What a difference one signing can make.
By inking All-Pro guard Evan Mathis to a one-year deal, the Denver Broncos showed why they are constantly a team to be feared in the John Elway/Peyton Manning era.
Make no mistake; it wasn’t so much that their erstwhile left guard, rookie Max Garcia, was doing a poor job. It was that the burden of having three first-year starters along the offensive line was too much to put on Peyton Manning as he learns a new system under Gary Kubiak and continues the twilight stages of his career.
The fact that Mathis is widely considered to be one of the top three guards in football didn’t hurt either.
But it’s not that the Broncos signed Mathis that’s surprising. Any fan with half a brain could see that the team had been on the lookout for offensive linemen for months since Ryan Clady went down, first bringing in Ryan Harris (currently the starter at right tackle) and then working out free agent Jake Long at the beginning of training camp.
No, the surprising part of the Mathis signing is the reaction that no one, least of all the present author, knew that they would have.
On Monday, this was a Broncos team in flux. A puzzlingly mediocre showing by the first team offense against the Houston Texans on Saturday night had fans worried.
“Stick to the system,” was the refrain from James Merilatt’s column on Monday, one that was echoed by numerous fans irritated with what initially looked like a hybrid offense being catered to Manning. And the Broncos did little to quell the notion that if the team was going to be markedly better than the past few years, it was going to be because of the coaching staff, because they weren’t better on paper.
Fast-forward to today and it’s amazing how the narrative has changed.
With the addition of Mathis, the new favorite stat in Broncos Country is that the team will boast 12 players on their roster who have been to a Pro Bowl in the last three seasons, and that doesn’t even include recent first round selections Bradley Roby and Shane Ray, both of whom figure to be major contributors in 2015.
When you think about it, it’s not out of the question to discuss the idea that this is the most talent that the Broncos have ever had on paper at the beginning of a season (although a healthy Ryan Clady would probably be a better tipping point). But before Mathis’s signing on Tuesday, not a soul was making that argument.
So what changed?
On Monday, no one had seen anything over the weekend that made one think that Kubiak would reverse course on his assertion that the offensive line would stay together and jell as a unit. What’s more, everyone was optimistic that it wouldn’t be an issue. Yet on Tuesday when the signing was announced, it was as if the entire city breathed a collective sigh of relief.

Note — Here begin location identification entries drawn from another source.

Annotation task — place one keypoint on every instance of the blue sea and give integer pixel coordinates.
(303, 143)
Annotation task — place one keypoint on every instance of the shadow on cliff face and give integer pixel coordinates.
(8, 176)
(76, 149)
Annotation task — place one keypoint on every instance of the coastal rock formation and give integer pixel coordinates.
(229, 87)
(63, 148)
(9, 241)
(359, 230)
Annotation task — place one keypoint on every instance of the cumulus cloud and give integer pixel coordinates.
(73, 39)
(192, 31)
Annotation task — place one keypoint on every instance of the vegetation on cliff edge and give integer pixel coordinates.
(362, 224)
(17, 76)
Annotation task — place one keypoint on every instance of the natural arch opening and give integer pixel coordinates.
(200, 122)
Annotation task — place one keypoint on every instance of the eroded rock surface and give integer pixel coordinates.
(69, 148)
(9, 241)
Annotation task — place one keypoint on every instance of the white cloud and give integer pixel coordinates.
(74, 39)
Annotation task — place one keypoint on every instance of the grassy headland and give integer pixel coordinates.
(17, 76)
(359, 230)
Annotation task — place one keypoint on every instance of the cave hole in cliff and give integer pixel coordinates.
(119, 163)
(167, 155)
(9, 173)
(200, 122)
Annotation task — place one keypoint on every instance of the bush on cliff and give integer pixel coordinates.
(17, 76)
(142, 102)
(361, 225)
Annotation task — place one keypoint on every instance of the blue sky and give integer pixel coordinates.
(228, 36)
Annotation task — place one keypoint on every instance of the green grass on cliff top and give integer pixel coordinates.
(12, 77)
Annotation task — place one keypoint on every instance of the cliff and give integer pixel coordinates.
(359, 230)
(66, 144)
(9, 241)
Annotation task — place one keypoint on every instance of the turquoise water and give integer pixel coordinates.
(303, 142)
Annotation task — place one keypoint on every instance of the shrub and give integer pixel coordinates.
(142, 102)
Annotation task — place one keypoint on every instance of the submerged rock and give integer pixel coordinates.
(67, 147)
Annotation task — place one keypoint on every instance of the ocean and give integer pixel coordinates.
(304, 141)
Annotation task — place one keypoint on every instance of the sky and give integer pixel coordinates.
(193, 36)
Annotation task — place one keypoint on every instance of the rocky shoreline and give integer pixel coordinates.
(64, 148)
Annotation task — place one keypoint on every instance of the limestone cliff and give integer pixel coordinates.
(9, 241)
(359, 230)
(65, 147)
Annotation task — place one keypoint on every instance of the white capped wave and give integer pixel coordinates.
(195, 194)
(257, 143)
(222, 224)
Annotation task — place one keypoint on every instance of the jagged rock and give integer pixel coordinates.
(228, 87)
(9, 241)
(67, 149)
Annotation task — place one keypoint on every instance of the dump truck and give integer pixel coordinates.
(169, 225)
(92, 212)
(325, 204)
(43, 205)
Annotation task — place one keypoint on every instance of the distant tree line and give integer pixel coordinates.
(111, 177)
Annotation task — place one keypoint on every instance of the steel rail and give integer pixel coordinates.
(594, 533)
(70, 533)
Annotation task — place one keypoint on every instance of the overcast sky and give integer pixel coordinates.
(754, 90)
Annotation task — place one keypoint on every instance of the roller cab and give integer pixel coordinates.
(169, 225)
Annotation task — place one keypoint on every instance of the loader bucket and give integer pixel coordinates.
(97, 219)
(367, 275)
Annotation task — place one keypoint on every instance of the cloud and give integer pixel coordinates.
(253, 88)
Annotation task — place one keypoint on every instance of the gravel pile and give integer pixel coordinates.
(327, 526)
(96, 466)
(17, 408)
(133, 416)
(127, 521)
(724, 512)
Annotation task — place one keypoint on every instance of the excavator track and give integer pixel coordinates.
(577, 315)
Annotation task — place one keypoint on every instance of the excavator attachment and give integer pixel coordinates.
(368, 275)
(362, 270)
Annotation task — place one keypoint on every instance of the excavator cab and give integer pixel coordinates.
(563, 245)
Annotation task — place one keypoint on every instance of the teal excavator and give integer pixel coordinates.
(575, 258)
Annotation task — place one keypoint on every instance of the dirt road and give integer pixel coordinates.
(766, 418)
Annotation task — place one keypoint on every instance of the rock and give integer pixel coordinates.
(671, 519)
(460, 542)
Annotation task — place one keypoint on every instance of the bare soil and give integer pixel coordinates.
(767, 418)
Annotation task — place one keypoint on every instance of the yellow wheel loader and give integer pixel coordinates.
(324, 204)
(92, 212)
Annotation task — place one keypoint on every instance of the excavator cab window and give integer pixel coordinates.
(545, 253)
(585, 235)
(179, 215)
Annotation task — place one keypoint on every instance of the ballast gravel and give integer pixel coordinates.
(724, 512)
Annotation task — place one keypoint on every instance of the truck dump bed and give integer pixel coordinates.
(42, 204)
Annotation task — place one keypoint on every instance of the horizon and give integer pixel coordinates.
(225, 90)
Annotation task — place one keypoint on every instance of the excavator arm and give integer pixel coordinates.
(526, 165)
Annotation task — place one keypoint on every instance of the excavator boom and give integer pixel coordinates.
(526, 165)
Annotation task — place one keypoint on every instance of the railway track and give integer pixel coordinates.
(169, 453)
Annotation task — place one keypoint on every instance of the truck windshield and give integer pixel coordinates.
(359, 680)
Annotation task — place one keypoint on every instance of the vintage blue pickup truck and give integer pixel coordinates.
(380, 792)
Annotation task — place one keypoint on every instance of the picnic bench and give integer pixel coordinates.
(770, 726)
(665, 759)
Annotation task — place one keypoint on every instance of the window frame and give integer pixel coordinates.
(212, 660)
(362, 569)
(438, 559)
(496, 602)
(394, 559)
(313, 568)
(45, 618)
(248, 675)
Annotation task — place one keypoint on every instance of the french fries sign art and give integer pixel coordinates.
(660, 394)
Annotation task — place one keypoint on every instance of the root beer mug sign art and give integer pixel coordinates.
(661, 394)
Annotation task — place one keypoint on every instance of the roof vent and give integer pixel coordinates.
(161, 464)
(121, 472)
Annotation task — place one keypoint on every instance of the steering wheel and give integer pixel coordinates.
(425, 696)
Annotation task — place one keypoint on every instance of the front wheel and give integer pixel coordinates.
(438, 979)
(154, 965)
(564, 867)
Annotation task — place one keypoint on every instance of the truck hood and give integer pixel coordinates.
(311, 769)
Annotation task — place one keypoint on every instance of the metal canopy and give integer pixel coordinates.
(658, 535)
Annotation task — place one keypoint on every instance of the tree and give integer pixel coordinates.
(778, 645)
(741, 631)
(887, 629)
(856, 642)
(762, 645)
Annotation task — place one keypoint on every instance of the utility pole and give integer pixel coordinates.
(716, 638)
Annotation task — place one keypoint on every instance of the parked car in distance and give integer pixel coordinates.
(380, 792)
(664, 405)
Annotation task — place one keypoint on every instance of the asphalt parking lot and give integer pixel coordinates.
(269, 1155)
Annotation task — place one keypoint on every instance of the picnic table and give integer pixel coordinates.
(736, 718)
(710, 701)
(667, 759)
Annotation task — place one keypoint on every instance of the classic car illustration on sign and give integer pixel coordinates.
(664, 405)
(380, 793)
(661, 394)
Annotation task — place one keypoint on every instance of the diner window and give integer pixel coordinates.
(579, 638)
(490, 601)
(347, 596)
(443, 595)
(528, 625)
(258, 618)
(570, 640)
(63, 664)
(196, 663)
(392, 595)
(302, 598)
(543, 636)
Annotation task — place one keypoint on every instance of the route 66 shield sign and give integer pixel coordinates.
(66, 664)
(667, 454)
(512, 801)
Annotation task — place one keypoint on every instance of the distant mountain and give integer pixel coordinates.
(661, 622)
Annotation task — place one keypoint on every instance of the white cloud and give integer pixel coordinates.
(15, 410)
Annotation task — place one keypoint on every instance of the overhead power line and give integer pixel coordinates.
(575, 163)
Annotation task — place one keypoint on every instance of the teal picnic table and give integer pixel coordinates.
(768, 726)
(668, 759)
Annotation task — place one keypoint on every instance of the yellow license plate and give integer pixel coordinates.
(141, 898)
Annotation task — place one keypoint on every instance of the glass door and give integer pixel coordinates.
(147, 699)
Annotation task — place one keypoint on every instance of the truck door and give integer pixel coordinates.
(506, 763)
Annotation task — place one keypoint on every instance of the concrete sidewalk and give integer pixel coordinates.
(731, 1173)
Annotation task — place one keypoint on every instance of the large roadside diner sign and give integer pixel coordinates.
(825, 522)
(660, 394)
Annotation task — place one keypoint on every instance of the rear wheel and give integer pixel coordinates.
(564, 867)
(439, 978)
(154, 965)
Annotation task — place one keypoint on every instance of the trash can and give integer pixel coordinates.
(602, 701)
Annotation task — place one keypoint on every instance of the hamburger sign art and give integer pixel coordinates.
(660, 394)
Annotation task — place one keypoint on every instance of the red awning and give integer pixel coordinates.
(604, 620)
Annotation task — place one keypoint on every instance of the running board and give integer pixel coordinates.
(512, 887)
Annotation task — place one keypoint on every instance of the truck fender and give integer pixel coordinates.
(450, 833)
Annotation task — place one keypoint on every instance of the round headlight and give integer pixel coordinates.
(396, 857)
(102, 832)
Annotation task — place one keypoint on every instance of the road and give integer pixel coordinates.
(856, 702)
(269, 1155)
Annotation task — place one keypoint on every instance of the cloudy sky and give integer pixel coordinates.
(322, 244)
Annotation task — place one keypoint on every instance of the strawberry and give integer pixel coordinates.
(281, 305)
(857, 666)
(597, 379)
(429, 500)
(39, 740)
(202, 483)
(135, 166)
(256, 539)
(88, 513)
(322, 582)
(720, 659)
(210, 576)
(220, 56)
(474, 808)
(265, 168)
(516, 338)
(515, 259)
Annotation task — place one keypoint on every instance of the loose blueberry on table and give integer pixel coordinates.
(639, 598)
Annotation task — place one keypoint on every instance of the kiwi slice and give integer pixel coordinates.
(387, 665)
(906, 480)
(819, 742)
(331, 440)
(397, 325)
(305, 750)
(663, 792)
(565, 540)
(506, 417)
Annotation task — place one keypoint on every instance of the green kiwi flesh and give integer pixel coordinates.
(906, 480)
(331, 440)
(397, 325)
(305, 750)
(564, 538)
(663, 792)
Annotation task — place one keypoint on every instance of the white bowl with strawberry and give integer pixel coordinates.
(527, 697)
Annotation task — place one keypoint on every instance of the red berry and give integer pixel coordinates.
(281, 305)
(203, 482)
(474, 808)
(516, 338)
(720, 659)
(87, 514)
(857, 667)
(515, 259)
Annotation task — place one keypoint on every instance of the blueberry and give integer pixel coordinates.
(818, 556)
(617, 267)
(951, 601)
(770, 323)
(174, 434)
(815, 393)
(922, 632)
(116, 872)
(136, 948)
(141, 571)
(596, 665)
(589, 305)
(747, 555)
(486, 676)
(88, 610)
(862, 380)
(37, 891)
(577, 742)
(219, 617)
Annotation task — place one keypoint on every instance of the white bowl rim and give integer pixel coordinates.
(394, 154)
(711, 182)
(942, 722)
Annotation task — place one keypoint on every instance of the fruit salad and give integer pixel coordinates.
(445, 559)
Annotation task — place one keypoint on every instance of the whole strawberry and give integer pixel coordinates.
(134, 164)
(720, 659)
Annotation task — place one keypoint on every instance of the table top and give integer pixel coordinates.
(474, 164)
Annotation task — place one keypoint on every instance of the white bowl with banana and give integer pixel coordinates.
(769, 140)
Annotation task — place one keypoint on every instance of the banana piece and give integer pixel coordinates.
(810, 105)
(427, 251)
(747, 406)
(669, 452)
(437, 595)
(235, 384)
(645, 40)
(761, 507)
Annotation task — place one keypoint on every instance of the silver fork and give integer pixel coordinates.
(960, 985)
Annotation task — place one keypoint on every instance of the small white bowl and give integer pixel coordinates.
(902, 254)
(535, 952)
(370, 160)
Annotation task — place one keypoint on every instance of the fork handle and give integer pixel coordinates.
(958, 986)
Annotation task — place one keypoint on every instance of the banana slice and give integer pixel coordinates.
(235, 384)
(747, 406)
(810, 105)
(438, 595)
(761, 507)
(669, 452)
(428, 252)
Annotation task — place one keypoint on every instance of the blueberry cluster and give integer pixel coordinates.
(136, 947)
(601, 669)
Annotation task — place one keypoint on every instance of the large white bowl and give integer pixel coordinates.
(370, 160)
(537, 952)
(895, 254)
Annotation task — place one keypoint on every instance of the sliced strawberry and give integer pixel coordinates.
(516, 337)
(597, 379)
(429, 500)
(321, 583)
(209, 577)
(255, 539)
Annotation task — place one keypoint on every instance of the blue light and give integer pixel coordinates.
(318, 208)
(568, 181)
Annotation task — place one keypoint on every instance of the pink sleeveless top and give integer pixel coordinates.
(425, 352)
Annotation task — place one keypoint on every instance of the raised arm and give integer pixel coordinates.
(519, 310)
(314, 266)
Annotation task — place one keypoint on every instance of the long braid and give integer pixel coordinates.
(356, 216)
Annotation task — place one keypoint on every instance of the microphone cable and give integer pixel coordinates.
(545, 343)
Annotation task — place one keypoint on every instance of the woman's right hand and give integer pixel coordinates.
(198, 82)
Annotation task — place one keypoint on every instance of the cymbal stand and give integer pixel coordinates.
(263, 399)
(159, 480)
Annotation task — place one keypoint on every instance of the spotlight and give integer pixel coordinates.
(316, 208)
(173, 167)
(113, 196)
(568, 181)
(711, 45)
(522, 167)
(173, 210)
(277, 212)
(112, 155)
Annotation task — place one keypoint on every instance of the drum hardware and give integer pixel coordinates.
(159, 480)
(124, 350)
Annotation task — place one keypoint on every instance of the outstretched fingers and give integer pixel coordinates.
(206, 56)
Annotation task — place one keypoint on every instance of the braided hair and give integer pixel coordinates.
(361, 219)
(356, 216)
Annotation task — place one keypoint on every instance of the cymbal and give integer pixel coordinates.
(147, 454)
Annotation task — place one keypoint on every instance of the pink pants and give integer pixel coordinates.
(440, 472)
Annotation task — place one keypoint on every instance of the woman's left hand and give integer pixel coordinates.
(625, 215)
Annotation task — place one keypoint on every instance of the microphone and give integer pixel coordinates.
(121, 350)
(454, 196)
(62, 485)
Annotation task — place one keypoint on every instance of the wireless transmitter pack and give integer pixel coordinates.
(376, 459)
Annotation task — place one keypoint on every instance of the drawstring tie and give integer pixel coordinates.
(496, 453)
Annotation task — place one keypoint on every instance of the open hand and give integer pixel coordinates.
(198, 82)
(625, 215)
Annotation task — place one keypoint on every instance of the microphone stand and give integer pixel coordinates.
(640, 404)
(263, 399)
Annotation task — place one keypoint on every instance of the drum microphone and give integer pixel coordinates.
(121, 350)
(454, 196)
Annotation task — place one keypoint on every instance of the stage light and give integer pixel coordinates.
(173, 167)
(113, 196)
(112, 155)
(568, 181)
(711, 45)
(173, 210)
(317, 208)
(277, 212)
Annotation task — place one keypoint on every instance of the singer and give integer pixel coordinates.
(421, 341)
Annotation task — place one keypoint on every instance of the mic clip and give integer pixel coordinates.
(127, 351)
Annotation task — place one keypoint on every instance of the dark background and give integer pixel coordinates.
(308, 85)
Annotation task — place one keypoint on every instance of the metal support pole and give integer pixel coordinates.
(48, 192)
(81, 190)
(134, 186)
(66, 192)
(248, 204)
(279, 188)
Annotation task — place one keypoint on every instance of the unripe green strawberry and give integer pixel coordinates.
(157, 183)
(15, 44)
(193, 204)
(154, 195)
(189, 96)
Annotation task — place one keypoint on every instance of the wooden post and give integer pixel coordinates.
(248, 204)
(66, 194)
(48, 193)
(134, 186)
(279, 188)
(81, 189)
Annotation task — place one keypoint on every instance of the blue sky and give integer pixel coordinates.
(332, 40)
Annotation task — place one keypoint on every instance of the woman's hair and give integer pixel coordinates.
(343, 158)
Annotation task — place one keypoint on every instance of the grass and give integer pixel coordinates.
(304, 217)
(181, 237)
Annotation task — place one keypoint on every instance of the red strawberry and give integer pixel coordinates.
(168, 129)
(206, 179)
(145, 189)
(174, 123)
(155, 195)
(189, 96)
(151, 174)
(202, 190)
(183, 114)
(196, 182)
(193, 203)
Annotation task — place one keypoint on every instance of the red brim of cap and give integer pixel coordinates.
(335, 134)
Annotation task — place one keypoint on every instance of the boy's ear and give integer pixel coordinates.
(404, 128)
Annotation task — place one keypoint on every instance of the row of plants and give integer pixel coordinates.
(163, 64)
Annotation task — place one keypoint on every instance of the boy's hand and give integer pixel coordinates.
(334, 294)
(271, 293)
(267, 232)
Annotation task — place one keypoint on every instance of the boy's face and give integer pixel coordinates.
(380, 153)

The truth is, despite the bravado, Broncos fans have been wringing their collective hands over the offensive line since the aforementioned Clady injury. While everyone likes to believe that Peyton Manning can be a Band-Aid for a weak unit up front, at the end of the day we’re talking about a guy who is 39 years old and whose current explanation for a total departure from everything that had made his team’s offense click over the previous two-and-a-half seasons basically came back to a stomach bug he caught from his daughter. That’s not to disparage Manning’s abilities; it’s simply to say that he’s still only human. The celebration over Mathis’ arrival suggests that deep down even the most stubborn residents of Broncos Country must’ve known that to be true.
Broncos fans have been optimistic that this team was still all-in on and capable of competing for a Super Bowl. After acquiring Evan Mathis, they can instead be confident of that.
What a difference one signing can make.